Columbia River at flood stage, but only minor flooding expected
- Calvin Hall
- Gresham Outlook - News
Corps of Engineers regulating dams to keep river near its banks
Owing to melting snow and exceptionally rainy weather this spring, the Columbia River water level has risen, causing minor flooding in several areas in Multnomah and Clark counties.
The National Weather Service reported Tuesday afternoon, May 31, that the river was at 17.2 feet at Vancouver, more than 1 foot above the 16-foot flood stage, which is when the water surface level begins to create a hazard to lives, property or commerce.
The weather service expects river levels to remain between 17.1 and 17.5 feet, just below 18 feet, when moderate flooding of lowland farmland and property would begin.
Scott Clemans, spokesman for the Portland District of the U.S. Army Corps of Engineers, said melting snow from the Cascades and the Rocky Mountains, along with a heavy amount of rain, has led to an increase in water flowing into the Columbia River Basin. As a result, the Army Corps of Engineers' Reservoir Control Center, which directs flood control operations in the basin, is working with river agencies to coordinate water flow through the river and dams, including Bonneville Dam in Cascade Locks, he said.
Clemans said Bonneville Dam is currently releasing 504,000 cubic feet of water a second. Bonneville's flow conditions for May have averaged around 297,000 cubic feet of water a second over the past 30 years, according to the Northwest River Forecast Center.
'We're trying to keep the river level as full as it can be without seeing significant flooding,' Clemans said, adding that the dams with storage reservoirs such as John Day and Grand Coulee have been releasing excess water in preparation for further snowmelt from the mountains.
The high water levels in the river could continue for a number of weeks, he said.
'We are not predicting a significant reduction in Columbia River waters for quite some time,' Clemans said.
Local areas affected
So far, some flooding has been reported on Sauvie Island and along the banks of the Columbia River that are used for camping and recreation, including Government Island and Cottonwood Beach near Washougal, Wash.
A Multnomah County sheriff's deputy and members of the Corbett fire department Saturday, May 28, rescued a 31-year-old Portland man after he had become stranded on high ground in Thousand Acre Park near Troutdale while searching for his missing dog.
Chinook Landing Marine Park in Fairview was closed Tuesday morning, May 31, because of high river levels and flooding in the parking lot and picnic areas, said Dan Kromer, parks and visitor services manager for Metro Regional Government. The M. James Gleason Memorial Boat Ramp in Northeast Portland is still open because it's high enough above the river, he said.
Some marina parks along the river in East County reported being affected by the rising water levels.

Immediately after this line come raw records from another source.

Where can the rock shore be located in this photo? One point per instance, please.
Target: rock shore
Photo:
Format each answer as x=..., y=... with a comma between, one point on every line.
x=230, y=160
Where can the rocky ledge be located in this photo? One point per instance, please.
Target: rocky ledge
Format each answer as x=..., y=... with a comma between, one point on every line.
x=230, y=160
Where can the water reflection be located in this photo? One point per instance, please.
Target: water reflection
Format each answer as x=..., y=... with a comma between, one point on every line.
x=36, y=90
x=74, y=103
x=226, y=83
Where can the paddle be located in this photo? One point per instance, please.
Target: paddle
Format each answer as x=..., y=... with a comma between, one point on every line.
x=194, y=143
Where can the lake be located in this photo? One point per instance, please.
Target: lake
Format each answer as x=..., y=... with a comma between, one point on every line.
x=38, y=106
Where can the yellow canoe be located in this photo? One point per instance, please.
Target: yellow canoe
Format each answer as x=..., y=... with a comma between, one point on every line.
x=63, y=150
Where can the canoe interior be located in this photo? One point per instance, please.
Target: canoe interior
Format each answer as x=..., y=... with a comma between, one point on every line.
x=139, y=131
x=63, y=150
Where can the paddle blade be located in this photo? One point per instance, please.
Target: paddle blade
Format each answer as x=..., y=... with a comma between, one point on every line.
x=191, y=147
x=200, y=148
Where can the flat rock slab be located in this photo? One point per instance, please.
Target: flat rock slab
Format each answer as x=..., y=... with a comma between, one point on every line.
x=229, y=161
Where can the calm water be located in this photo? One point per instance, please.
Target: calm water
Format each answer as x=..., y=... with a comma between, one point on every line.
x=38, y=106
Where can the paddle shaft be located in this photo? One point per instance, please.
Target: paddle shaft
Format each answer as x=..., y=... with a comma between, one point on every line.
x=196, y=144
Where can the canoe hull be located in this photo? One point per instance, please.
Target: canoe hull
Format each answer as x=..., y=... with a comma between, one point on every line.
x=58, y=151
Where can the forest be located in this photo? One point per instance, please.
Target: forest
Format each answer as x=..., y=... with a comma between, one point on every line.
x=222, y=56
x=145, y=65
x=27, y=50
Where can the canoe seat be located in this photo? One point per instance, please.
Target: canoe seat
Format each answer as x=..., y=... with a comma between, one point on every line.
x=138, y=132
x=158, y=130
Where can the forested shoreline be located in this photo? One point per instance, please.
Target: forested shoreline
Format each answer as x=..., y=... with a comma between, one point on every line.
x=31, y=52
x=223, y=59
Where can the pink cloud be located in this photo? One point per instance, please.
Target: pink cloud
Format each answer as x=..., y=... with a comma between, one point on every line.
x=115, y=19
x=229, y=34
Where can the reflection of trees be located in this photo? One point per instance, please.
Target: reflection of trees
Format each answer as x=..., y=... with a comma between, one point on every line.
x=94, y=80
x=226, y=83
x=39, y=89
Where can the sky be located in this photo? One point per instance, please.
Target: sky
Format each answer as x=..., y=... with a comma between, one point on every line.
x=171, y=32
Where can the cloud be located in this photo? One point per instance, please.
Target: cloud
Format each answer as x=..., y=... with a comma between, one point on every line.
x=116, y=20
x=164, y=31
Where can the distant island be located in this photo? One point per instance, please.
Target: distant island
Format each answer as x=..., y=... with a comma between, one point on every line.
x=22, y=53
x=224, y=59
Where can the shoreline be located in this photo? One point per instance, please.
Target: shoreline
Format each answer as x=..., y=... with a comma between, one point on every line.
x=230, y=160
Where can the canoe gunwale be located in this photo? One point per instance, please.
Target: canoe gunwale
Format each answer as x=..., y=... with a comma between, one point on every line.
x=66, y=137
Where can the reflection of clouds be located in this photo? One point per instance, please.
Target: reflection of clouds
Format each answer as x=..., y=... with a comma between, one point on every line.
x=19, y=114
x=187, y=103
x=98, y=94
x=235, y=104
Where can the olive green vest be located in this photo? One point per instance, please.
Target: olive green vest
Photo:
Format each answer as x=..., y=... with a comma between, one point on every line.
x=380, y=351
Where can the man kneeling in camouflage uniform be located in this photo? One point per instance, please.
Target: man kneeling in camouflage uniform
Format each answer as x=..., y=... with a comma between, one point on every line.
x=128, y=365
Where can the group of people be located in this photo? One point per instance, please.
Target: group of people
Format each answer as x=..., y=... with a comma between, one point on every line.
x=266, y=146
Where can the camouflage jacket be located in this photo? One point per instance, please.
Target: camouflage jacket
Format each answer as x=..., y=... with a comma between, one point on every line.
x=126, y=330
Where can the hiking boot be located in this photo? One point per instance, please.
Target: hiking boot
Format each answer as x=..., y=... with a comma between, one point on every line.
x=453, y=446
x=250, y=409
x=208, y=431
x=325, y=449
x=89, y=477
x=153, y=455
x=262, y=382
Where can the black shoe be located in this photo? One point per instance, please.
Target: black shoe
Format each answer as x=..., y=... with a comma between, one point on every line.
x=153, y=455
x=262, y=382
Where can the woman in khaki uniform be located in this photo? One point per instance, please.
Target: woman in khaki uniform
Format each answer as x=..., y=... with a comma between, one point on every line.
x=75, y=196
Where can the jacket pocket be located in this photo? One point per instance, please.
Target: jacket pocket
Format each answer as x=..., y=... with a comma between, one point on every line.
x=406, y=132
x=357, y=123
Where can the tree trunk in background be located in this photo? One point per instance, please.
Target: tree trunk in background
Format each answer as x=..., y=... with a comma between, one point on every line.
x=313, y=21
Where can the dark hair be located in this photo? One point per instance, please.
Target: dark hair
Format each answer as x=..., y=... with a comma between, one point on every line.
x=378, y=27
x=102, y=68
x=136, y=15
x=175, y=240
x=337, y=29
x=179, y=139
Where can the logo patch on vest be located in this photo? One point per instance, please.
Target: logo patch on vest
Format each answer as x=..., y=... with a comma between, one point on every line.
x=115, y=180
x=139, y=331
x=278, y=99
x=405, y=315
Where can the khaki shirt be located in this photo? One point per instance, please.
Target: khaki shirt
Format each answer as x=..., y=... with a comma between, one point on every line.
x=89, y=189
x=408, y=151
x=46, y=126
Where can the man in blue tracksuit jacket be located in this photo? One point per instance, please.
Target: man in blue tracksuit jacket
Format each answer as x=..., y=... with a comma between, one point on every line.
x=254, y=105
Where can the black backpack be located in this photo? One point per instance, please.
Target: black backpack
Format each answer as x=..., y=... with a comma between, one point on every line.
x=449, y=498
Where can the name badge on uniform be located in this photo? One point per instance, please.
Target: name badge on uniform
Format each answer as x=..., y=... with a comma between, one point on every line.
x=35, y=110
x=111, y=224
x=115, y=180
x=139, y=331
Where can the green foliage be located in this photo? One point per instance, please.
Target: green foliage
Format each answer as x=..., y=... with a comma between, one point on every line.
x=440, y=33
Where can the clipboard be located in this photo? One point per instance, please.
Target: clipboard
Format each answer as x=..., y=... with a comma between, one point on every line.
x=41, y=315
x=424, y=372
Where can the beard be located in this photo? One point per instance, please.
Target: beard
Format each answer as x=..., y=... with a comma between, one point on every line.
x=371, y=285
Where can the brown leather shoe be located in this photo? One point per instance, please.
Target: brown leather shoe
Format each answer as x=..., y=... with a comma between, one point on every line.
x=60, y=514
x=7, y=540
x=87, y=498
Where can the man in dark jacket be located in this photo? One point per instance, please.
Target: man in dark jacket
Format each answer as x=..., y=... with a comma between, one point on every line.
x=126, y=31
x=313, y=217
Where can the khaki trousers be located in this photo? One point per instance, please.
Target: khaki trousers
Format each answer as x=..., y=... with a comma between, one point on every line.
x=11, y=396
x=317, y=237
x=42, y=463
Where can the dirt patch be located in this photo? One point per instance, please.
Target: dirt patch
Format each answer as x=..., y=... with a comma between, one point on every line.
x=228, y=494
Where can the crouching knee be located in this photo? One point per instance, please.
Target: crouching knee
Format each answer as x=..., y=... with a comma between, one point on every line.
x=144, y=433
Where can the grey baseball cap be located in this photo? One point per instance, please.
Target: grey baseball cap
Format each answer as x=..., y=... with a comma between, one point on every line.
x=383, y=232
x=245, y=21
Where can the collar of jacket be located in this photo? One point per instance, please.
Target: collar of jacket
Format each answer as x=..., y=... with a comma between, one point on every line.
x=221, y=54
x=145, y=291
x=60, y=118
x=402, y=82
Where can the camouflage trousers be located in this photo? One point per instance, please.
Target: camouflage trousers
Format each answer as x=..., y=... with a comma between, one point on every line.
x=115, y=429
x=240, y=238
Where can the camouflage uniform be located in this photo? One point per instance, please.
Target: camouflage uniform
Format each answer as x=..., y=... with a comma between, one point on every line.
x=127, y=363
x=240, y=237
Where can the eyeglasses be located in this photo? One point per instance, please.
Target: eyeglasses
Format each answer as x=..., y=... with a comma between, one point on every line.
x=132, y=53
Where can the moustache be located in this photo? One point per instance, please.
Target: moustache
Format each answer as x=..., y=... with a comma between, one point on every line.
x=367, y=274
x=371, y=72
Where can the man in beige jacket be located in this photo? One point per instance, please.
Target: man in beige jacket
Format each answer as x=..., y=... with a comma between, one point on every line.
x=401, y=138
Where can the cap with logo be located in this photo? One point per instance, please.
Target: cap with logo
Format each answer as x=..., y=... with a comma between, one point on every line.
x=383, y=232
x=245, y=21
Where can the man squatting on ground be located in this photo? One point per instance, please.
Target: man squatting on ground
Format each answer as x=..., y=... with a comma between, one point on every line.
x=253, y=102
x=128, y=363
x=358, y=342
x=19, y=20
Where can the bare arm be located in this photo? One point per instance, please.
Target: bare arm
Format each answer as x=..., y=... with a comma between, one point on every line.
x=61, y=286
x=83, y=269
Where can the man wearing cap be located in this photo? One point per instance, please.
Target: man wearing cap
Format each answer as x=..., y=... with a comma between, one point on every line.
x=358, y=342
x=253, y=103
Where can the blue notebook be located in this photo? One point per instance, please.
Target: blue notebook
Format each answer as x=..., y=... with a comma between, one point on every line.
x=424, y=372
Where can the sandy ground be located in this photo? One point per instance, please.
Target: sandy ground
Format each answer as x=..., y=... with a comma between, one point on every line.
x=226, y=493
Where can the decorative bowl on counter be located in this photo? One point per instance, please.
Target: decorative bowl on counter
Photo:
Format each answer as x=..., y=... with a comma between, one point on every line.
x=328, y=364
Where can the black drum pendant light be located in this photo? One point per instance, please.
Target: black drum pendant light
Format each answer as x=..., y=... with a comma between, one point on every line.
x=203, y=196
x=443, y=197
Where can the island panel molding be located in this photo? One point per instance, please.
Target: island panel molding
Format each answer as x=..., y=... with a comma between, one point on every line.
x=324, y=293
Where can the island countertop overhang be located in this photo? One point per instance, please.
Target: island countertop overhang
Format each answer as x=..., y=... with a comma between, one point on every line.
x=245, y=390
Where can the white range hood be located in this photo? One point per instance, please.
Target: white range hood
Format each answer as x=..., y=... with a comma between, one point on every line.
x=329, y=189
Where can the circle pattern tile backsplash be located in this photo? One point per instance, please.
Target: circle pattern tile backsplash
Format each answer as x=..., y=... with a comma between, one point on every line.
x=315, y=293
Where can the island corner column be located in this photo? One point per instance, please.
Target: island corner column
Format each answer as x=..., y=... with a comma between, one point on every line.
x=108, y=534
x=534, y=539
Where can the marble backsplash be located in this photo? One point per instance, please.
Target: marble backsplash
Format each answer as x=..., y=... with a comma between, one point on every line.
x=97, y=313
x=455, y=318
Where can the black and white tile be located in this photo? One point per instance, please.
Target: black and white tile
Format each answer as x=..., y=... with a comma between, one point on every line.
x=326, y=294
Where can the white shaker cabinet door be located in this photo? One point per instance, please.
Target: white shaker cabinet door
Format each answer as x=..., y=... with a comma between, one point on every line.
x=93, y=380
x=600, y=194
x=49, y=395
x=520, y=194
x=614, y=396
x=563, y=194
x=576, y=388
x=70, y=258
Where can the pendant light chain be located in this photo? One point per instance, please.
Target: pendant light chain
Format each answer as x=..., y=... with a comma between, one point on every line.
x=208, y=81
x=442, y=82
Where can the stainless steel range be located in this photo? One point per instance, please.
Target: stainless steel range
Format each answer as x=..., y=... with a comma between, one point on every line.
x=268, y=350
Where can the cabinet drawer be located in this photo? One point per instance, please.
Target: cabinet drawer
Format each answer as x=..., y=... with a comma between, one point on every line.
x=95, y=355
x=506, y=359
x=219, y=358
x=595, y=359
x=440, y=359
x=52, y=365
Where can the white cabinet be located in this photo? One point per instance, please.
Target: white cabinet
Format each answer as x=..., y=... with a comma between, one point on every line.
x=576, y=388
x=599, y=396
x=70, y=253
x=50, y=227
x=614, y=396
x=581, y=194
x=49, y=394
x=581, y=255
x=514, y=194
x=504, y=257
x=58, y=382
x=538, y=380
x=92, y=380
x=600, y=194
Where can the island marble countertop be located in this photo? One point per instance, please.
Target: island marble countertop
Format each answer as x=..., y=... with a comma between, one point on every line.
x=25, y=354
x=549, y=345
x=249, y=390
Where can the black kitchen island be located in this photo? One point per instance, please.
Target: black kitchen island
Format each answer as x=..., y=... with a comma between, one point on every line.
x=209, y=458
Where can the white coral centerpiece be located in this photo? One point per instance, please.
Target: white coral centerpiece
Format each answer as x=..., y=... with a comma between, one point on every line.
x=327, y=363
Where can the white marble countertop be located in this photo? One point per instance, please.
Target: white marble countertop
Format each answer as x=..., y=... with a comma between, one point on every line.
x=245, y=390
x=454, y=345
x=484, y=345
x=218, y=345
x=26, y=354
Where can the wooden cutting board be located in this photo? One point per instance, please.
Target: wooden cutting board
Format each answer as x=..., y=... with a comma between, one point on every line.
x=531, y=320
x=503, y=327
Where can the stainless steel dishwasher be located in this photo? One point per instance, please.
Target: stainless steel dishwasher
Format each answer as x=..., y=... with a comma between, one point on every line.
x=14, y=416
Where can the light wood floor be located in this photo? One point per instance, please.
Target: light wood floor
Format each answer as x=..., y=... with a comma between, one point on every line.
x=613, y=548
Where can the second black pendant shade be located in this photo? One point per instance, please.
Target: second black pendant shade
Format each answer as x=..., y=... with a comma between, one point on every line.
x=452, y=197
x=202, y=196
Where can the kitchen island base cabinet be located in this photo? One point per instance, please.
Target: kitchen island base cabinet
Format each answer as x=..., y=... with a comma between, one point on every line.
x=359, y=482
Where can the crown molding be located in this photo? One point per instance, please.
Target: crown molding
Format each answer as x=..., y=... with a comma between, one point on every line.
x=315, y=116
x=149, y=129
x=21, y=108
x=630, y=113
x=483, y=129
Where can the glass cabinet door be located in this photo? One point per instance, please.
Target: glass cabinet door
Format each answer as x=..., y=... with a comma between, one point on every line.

Jack Whitmore, owner of Big Eddy Marina in Gresham, said the marina's boat ramp was below water and its lower parking lot was flooded by up to 2 feet at the deepest spot.
'The biggest concern for us is if the access ramp (to the marina) goes underwater,' he said, noting that the water would have to rise about 1.5 feet more.
Portland Parks and Recreation on Tuesday closed the gangway and floating dock under the Burnside Bridge to bicyclists, pedestrians and boaters on the Vera Katz Eastbank Esplanade because of rising water, the first time in the dock's history that rising water has forced such a closure.
The closure is estimated to remain in effect for about a week, or possibly longer pending conditions and further evaluation.
During the last major flood in February 1996, the Columbia River reached more than 27 feet at Vancouver harbor, about 11 feet over flood stage. During the Vanport flood - which happened May 30, 1948 - the Columbia River rose to about 23 feet, 8 feet above flood stage.